Using FSDP
This branch is my attempt to try to squeeze the largest size model I can with BlockSparse vs standard dot product Attention + FSDP with optimal training from scratch throughput. In this paper they mention a 147 TFLOP/s per GPU performance using an A100, so hoping to see something similar (albeit no Tensor Parallelism here).
Currently, I'm assuming the wrapping of each transformer encoder block, however, I'm hoping to get some advice on parameters/setup for optimum throughput!
cc @zhaojuanmao who may be able to help!
Will need to use this fix: https://github.com/PyTorchLightning/pytorch-lightning/pull/12965
For native FSDP version, feel free to use "transformer_auto_wrap_policy" to wrap your model, also try the new mixedprecision config for bfloat16:)
While trying FSDP I'm seeing poor performance out of the box, not entirely sure what's causing it:
python train.py --devices 8 --n_embd 8192 --n_layer 14 --n_head 32
# Number of parameters: 11.29 Billion
Recorded values:
Estimates: 24.49TFLOPs Avg Iteration Time: 11.33s
Average Peak CUDA memory 31225.20 MiB
Average Peak Virtual memory 28.66 GiB
Average Peak Swap memory 0.00 Gib
Environment:
- 8 A100 GPUs Hyperplane
- PyTorch Version: 1.12.0.dev20220517+cu113
- PyTorch Lightning Version: https://github.com/PyTorchLightning/pytorch-lightning/pull/12985
- Triton: 2.0.0.dev20220505
- xFormers: 0.0.11.dev0
Any ideas of what to tweak to improve the estimated flop performance @zhaojuanmao?

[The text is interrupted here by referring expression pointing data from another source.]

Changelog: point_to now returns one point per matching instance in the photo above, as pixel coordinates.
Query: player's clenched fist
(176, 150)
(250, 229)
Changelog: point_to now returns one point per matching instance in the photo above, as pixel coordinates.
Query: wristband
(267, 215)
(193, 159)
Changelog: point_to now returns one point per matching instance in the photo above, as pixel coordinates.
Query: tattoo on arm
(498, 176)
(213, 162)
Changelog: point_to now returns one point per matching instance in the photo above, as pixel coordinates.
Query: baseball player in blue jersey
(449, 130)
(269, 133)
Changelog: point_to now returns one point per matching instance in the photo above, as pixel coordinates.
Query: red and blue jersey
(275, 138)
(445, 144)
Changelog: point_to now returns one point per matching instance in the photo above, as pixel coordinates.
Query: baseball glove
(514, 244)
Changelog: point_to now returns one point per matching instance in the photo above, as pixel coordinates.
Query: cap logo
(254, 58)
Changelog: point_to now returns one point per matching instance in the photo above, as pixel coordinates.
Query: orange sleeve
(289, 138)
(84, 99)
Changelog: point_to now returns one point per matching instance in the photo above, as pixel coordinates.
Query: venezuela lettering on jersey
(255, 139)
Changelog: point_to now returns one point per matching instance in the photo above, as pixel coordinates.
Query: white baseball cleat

@SeanNaren thanks for trying PTD FSDP!
- would you please print(model) after constructing the whole model? we found some bugs in lightning, seems the outermost model is not wrapped, it will disable the communication and computation overlapping in forward and backward, the wrapping should be like this FSDP(FSDP(transformer_layer_1), FSDP(transformer_layer_2)....); also, seems the device is not set properly, results in rank 0 OOM easily. basically call cuda.set_device() properly or set CUDA_VISIABLE_DEVICE properly
- what is the memory utilization right now? FSDP can help scaling the batch size without degrading the latency much due to comm&compute overlapping. Would you please maximize the batch size to maximize the throughput here?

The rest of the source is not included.